ECLI:NL:RBDHA:2024:19423
Rechtbank Den Haag
- Eerste aanleg - enkelvoudig
- Rechtspraak.nl
Beroep tegen de ingangsdatum van een asielvergunning en de toepassing van de Procedurerichtlijn
In deze zaak heeft de Rechtbank Den Haag op 21 november 2024 uitspraak gedaan in een bestuursrechtelijke procedure over de ingangsdatum van een asielvergunning. Eiseres, van Syrische nationaliteit, had op 13 juni 2022 haar asielwens kenbaar gemaakt en ontving een loopbrief. De minister van Asiel en Migratie verleende haar een verblijfsvergunning asiel voor bepaalde tijd, geldig van 22 oktober 2022 tot 22 oktober 2027, maar stelde de ingangsdatum vast op de datum van indiening van de asielaanvraag. Eiseres betwistte deze ingangsdatum en stelde dat deze zou moeten zijn vastgesteld op de datum van de loopbrief, 13 juni 2022, in overeenstemming met het Unierecht en nationale wetgeving.
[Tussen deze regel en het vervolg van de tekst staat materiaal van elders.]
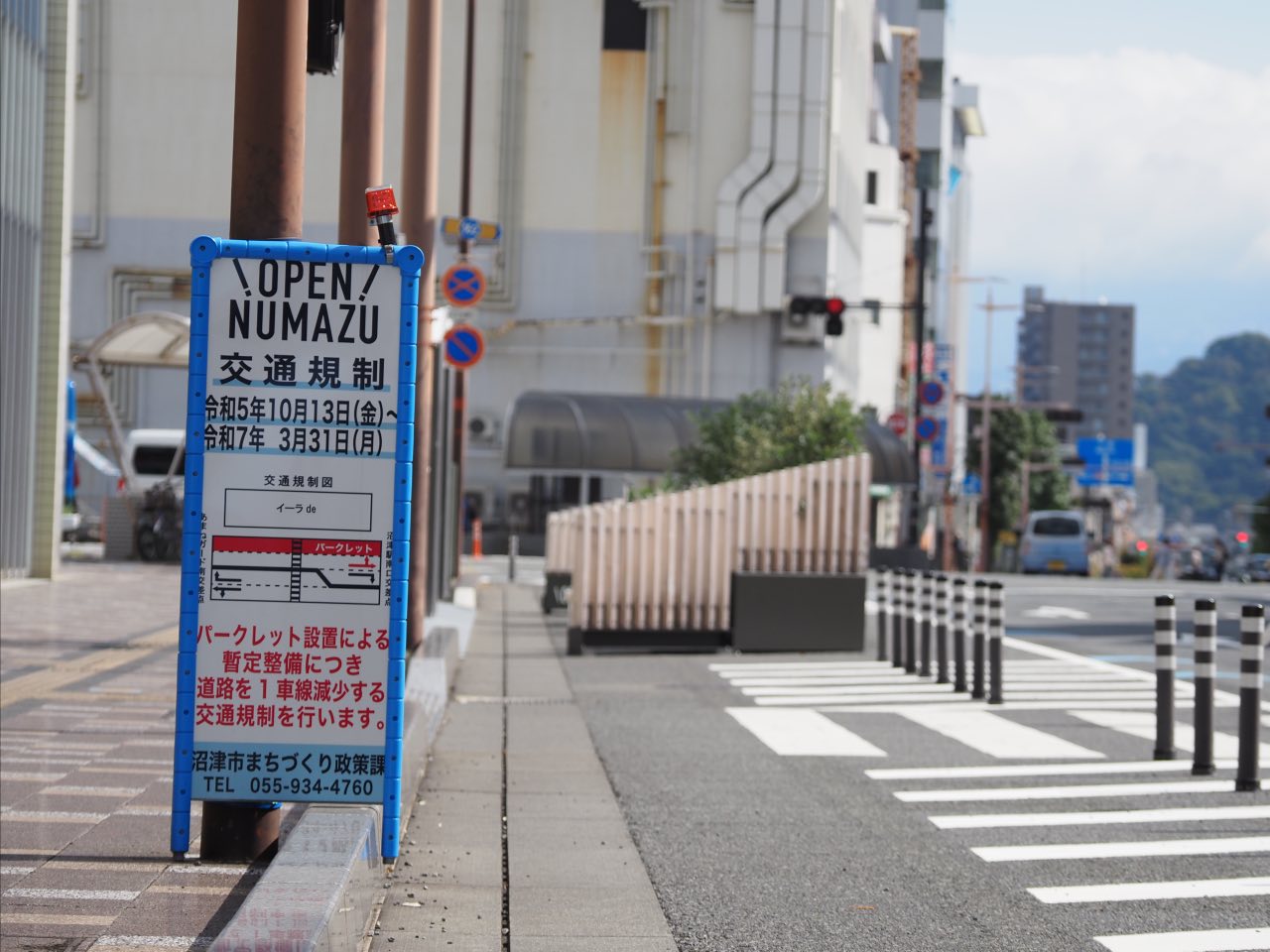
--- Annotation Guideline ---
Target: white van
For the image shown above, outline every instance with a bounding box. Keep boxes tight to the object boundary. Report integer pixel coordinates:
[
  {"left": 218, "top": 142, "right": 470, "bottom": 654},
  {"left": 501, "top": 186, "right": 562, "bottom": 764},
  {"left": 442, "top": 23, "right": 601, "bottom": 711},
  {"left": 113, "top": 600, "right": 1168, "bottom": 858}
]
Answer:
[{"left": 123, "top": 429, "right": 186, "bottom": 495}]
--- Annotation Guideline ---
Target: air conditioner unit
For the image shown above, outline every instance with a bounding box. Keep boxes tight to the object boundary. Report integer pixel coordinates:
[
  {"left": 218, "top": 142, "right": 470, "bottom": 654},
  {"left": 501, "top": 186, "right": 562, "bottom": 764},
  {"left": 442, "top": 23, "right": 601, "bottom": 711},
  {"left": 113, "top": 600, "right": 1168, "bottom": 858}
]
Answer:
[
  {"left": 467, "top": 413, "right": 502, "bottom": 445},
  {"left": 781, "top": 311, "right": 825, "bottom": 344}
]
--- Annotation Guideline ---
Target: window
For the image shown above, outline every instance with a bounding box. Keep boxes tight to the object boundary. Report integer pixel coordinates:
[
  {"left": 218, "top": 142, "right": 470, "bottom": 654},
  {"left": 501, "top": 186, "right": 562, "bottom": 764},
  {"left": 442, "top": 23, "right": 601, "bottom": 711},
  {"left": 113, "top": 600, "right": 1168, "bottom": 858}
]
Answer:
[
  {"left": 603, "top": 0, "right": 648, "bottom": 50},
  {"left": 917, "top": 60, "right": 944, "bottom": 99}
]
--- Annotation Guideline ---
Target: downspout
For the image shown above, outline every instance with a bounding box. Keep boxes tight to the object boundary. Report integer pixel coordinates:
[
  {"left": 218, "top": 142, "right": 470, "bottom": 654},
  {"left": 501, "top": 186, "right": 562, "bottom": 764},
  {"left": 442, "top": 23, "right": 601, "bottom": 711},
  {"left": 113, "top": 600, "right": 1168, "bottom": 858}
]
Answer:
[
  {"left": 715, "top": 0, "right": 776, "bottom": 311},
  {"left": 761, "top": 0, "right": 833, "bottom": 311},
  {"left": 735, "top": 0, "right": 806, "bottom": 313}
]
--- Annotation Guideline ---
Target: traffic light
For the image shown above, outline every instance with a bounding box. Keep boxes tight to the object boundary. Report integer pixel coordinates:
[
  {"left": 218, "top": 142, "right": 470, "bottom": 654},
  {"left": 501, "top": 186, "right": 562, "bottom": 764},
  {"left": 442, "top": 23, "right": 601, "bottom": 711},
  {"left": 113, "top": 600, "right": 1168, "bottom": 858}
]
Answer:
[
  {"left": 789, "top": 295, "right": 847, "bottom": 337},
  {"left": 1045, "top": 407, "right": 1084, "bottom": 422}
]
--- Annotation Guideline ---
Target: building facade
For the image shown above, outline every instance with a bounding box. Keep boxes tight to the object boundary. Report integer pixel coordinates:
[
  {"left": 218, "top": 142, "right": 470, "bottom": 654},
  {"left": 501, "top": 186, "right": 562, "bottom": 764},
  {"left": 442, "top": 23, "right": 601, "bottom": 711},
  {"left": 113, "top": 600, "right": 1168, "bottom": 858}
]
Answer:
[{"left": 1016, "top": 286, "right": 1134, "bottom": 443}]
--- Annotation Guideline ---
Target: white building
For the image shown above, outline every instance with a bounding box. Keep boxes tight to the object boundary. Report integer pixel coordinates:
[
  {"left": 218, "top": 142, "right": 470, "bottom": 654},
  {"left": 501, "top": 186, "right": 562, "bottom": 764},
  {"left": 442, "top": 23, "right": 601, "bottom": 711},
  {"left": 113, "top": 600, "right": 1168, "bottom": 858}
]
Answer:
[{"left": 60, "top": 0, "right": 947, "bottom": 555}]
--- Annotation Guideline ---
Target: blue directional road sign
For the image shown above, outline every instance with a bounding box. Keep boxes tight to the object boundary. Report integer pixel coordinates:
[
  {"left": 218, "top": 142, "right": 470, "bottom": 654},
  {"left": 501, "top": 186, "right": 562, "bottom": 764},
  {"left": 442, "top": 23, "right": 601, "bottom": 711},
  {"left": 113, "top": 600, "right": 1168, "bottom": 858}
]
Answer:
[{"left": 1076, "top": 436, "right": 1133, "bottom": 486}]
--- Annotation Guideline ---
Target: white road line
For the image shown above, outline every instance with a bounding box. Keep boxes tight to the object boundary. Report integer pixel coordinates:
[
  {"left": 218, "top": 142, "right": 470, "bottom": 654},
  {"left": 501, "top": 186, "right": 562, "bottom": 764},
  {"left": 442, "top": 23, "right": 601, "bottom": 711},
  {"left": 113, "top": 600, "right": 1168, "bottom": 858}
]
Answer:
[
  {"left": 1028, "top": 876, "right": 1270, "bottom": 902},
  {"left": 1093, "top": 925, "right": 1270, "bottom": 952},
  {"left": 970, "top": 837, "right": 1270, "bottom": 863},
  {"left": 927, "top": 806, "right": 1270, "bottom": 830},
  {"left": 0, "top": 886, "right": 141, "bottom": 902},
  {"left": 865, "top": 761, "right": 1235, "bottom": 780},
  {"left": 904, "top": 708, "right": 1105, "bottom": 761},
  {"left": 1070, "top": 711, "right": 1270, "bottom": 763},
  {"left": 726, "top": 707, "right": 886, "bottom": 757},
  {"left": 895, "top": 780, "right": 1234, "bottom": 803}
]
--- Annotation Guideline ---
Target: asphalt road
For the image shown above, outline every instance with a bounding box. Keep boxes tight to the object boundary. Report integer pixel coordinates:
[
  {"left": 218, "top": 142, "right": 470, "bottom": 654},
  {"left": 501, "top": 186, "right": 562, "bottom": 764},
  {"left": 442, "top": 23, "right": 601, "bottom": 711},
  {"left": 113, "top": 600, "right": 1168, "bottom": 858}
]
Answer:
[{"left": 555, "top": 576, "right": 1270, "bottom": 952}]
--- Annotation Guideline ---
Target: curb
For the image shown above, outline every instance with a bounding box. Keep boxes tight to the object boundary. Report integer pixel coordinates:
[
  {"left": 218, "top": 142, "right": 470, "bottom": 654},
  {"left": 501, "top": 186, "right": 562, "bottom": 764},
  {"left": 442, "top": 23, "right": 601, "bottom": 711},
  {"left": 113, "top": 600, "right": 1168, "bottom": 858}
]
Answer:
[{"left": 209, "top": 593, "right": 475, "bottom": 952}]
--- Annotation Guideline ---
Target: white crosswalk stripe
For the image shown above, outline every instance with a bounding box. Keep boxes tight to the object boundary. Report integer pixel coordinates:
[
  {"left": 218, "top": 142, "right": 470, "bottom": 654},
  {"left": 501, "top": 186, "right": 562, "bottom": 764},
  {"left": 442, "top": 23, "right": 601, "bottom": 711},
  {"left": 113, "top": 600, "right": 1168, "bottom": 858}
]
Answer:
[{"left": 710, "top": 629, "right": 1270, "bottom": 952}]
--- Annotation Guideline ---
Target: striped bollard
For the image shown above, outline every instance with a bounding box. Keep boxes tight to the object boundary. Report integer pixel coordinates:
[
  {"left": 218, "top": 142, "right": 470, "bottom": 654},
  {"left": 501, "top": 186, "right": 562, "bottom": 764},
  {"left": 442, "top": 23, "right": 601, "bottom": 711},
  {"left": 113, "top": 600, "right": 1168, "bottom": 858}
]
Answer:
[
  {"left": 970, "top": 579, "right": 988, "bottom": 701},
  {"left": 1155, "top": 595, "right": 1178, "bottom": 761},
  {"left": 988, "top": 581, "right": 1006, "bottom": 704},
  {"left": 935, "top": 575, "right": 952, "bottom": 684},
  {"left": 952, "top": 575, "right": 970, "bottom": 693},
  {"left": 1234, "top": 606, "right": 1266, "bottom": 790},
  {"left": 876, "top": 568, "right": 890, "bottom": 661},
  {"left": 890, "top": 568, "right": 908, "bottom": 667},
  {"left": 904, "top": 568, "right": 922, "bottom": 674},
  {"left": 917, "top": 572, "right": 935, "bottom": 678},
  {"left": 1192, "top": 598, "right": 1216, "bottom": 776}
]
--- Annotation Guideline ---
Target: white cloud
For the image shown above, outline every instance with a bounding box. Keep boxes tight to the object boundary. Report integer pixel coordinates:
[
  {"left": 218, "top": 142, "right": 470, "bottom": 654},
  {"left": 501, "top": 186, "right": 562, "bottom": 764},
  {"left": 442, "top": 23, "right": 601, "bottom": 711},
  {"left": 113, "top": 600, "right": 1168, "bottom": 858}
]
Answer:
[{"left": 956, "top": 50, "right": 1270, "bottom": 283}]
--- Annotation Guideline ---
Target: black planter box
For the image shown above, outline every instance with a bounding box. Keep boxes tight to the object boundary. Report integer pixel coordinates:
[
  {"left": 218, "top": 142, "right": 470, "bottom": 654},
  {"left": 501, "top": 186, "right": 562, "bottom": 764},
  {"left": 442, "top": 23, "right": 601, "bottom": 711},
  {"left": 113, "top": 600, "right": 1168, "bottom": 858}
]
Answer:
[{"left": 731, "top": 572, "right": 866, "bottom": 652}]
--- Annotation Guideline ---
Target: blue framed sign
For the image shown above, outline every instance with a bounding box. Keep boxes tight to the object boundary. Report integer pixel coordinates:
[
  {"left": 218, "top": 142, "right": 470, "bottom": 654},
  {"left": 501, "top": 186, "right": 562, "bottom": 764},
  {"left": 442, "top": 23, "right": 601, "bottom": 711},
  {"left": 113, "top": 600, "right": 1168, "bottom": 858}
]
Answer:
[{"left": 172, "top": 235, "right": 423, "bottom": 858}]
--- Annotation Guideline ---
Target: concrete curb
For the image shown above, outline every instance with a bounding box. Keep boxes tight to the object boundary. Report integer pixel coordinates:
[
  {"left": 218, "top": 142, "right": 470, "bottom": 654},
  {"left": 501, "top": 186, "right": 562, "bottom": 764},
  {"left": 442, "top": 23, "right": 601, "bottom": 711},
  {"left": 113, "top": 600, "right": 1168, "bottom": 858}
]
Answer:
[{"left": 210, "top": 603, "right": 475, "bottom": 952}]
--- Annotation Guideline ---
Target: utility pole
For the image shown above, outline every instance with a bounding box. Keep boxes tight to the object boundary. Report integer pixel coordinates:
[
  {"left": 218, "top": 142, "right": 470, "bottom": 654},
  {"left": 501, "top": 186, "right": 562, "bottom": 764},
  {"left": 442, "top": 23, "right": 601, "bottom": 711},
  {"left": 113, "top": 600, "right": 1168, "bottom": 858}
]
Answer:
[
  {"left": 401, "top": 0, "right": 442, "bottom": 652},
  {"left": 206, "top": 0, "right": 311, "bottom": 862},
  {"left": 339, "top": 0, "right": 387, "bottom": 245},
  {"left": 908, "top": 187, "right": 931, "bottom": 545}
]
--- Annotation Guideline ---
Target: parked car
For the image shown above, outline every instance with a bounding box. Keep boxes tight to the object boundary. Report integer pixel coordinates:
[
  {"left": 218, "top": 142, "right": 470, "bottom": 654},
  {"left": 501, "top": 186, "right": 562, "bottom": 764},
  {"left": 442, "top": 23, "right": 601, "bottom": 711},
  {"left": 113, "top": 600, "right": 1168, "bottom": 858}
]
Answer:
[{"left": 1019, "top": 509, "right": 1089, "bottom": 575}]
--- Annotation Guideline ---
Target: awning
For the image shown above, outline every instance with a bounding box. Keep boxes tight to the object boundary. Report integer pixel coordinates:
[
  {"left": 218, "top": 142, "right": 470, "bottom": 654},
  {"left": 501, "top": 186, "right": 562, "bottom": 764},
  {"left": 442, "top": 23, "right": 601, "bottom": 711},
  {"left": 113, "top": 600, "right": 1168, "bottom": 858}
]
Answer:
[{"left": 503, "top": 390, "right": 913, "bottom": 484}]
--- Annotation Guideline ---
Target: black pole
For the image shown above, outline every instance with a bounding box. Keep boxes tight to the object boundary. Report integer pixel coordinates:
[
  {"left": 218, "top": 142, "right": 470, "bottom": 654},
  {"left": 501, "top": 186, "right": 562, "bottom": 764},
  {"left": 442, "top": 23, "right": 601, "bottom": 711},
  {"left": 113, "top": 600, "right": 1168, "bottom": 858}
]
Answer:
[
  {"left": 1234, "top": 606, "right": 1266, "bottom": 790},
  {"left": 1155, "top": 595, "right": 1178, "bottom": 761},
  {"left": 908, "top": 187, "right": 931, "bottom": 545},
  {"left": 1192, "top": 598, "right": 1216, "bottom": 776}
]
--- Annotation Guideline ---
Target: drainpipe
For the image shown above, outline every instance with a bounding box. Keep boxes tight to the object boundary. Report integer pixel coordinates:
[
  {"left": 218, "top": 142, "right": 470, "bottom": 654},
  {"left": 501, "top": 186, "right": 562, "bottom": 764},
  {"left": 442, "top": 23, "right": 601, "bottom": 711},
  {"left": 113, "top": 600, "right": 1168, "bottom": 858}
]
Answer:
[
  {"left": 761, "top": 0, "right": 831, "bottom": 311},
  {"left": 698, "top": 0, "right": 776, "bottom": 311}
]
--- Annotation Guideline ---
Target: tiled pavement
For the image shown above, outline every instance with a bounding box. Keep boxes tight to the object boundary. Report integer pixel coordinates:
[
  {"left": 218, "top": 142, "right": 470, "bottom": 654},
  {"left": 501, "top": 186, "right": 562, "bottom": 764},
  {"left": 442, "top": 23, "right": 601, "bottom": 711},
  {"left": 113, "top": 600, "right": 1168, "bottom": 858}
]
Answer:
[{"left": 0, "top": 562, "right": 259, "bottom": 952}]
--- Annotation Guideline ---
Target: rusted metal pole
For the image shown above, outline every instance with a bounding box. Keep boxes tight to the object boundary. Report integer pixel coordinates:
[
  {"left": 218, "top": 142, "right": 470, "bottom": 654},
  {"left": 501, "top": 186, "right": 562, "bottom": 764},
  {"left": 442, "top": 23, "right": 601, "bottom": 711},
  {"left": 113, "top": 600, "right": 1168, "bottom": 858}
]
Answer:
[
  {"left": 206, "top": 0, "right": 309, "bottom": 862},
  {"left": 339, "top": 0, "right": 387, "bottom": 245},
  {"left": 400, "top": 0, "right": 442, "bottom": 652}
]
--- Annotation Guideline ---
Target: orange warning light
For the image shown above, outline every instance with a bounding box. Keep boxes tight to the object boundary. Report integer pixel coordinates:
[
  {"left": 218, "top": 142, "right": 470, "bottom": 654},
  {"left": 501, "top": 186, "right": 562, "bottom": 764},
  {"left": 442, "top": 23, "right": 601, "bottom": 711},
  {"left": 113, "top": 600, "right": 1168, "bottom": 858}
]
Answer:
[{"left": 366, "top": 185, "right": 398, "bottom": 222}]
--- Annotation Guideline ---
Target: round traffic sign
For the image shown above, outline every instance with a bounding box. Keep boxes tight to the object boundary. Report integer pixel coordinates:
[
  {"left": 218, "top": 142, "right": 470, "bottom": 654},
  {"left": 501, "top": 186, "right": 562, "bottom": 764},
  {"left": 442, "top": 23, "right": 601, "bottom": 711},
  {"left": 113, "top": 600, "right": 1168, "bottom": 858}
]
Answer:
[
  {"left": 441, "top": 262, "right": 485, "bottom": 307},
  {"left": 917, "top": 380, "right": 944, "bottom": 407},
  {"left": 442, "top": 323, "right": 485, "bottom": 371}
]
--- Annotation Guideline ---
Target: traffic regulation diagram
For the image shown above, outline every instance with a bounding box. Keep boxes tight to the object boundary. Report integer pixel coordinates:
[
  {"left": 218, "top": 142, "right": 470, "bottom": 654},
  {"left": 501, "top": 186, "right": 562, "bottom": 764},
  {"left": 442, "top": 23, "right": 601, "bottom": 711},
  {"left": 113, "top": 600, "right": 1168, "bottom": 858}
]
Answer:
[{"left": 208, "top": 536, "right": 384, "bottom": 606}]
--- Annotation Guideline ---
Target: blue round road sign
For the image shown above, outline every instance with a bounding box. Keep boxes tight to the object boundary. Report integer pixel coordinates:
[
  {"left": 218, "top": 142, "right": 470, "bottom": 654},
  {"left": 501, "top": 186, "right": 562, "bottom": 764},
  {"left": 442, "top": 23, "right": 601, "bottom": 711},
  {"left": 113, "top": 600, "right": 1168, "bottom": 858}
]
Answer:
[
  {"left": 442, "top": 323, "right": 485, "bottom": 371},
  {"left": 441, "top": 262, "right": 485, "bottom": 307}
]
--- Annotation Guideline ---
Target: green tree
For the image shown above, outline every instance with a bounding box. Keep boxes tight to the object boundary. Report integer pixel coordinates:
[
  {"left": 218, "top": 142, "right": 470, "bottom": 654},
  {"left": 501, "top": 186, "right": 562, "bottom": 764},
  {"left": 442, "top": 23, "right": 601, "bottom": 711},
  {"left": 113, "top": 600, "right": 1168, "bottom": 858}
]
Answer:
[
  {"left": 671, "top": 378, "right": 863, "bottom": 486},
  {"left": 966, "top": 404, "right": 1071, "bottom": 539}
]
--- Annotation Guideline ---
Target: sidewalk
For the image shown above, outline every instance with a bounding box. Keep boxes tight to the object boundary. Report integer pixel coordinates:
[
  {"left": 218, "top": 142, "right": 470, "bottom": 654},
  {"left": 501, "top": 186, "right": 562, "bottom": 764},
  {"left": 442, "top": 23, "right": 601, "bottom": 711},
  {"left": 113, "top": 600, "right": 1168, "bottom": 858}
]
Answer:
[{"left": 371, "top": 584, "right": 676, "bottom": 952}]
De rechtbank oordeelde dat de minister in strijd heeft gehandeld met artikel 6, lid 2, van de Procedurerichtlijn, die voorschrijft dat asielzoekers 'zo spoedig mogelijk' in de gelegenheid moeten worden gesteld een asielaanvraag in te dienen. De rechtbank concludeerde dat het tijdsverloop van meer dan vier maanden tussen het kenbaar maken van de asielwens en de indiening van de aanvraag niet aanvaardbaar was zonder bijzondere omstandigheden die dit tijdsverloop konden rechtvaardigen. De rechtbank vernietigde het bestreden besluit van de minister en droeg hem op binnen drie weken een nieuw besluit te nemen, waarbij de minister de ingangsdatum van de vergunning opnieuw moet motiveren.
De rechtbank heeft de minister ook veroordeeld in de proceskosten van eiseres, vastgesteld op € 875,00. Deze uitspraak benadrukt de noodzaak voor een snelle procedure en een spoedige beslissing op asielaanvragen, zoals vereist door de Europese richtlijnen.